The characters in the scroll on the left are “mu” and “idea.” “Idea” is made up of the script for “now” and “heart/mind.” Put together, it conveys what we practice as Right View, the first on the Buddha’s list of practices in the Eightfold Path. Our stance is one of emptiness of what is in the heart/mind in this moment. I tend to shy away from the word “emptiness” simply because it evokes too many unrelated meanings. Another way of understanding emptiness is as interdependence, in other words as a relational process. That makes it a bit more manageable in my head:
Right View as a process of being with that ever-unfolding relationship between what is happening now in my heart/mind and environment.
I’ve appreciated Helmut’s and Barry’s comments last week on the exploration of the Four Noble Truths as an open system. They were by turns cautionary about getting caught in ideas and about practice being as simple as “How is it now?” And here it is. Practice of seeing clearly (Right View) is very much one of holding no fixed concept of what is happening now. At the same time, there is a leaning into what feels “right.” I’m starting to understand that this is more about discernment than seeking support for my opinion about something. This is the space in which the presence of the “heart/mind” arises.
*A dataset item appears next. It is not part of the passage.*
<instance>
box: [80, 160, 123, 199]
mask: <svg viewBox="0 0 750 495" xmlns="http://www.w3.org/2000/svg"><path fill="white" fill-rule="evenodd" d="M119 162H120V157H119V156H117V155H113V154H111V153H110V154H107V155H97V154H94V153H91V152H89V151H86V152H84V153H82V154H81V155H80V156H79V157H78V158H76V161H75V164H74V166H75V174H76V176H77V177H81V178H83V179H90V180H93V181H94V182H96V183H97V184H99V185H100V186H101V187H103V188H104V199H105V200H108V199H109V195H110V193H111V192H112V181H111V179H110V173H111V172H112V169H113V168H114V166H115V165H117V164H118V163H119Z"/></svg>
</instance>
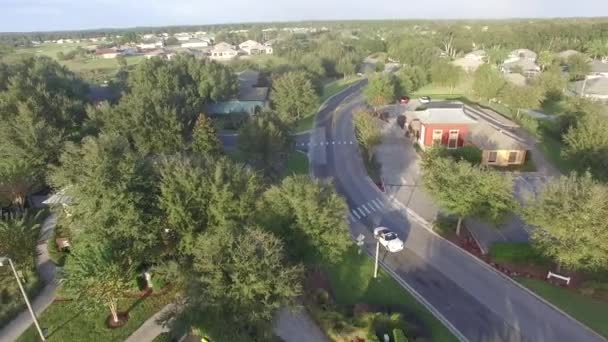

Yet sometimes, leaning to what feels “right” is not always apparent. When I’m in pain, leaning into it certainly doesn’t feel “right.” Nor does it feel “right” to lean into sorrow, loss, or anxiety. Not surprisingly, looking at the JPG of Aunty Maggie leaning into her sorrow, I lean away. Yet, because it always seems “right” to lean into joy and happiness, I begin to wonder how to get past the preferential mind and cultivate Right View.
Parallel to these readings on the Eightfold Path, I’ve been enjoying the Tricycle online retreat with Roshi Enkyo of the Village Zendo. Roshi Enkyo has been teaching on Ease and Joy in Your Practice and Life. In the second talk, she described how we can take a skillful stance to being with suffering by “turning into the skid.” Rather than evading the suffering by distracting myself or numbing the impact of it, I move deeper into what is happening now in my heart. It’s counter-intuitive. It requires letting go of preconceived notions of how things should be or unfold. It certainly challenges me to be open to possibilities as I change my relationship to how it is now.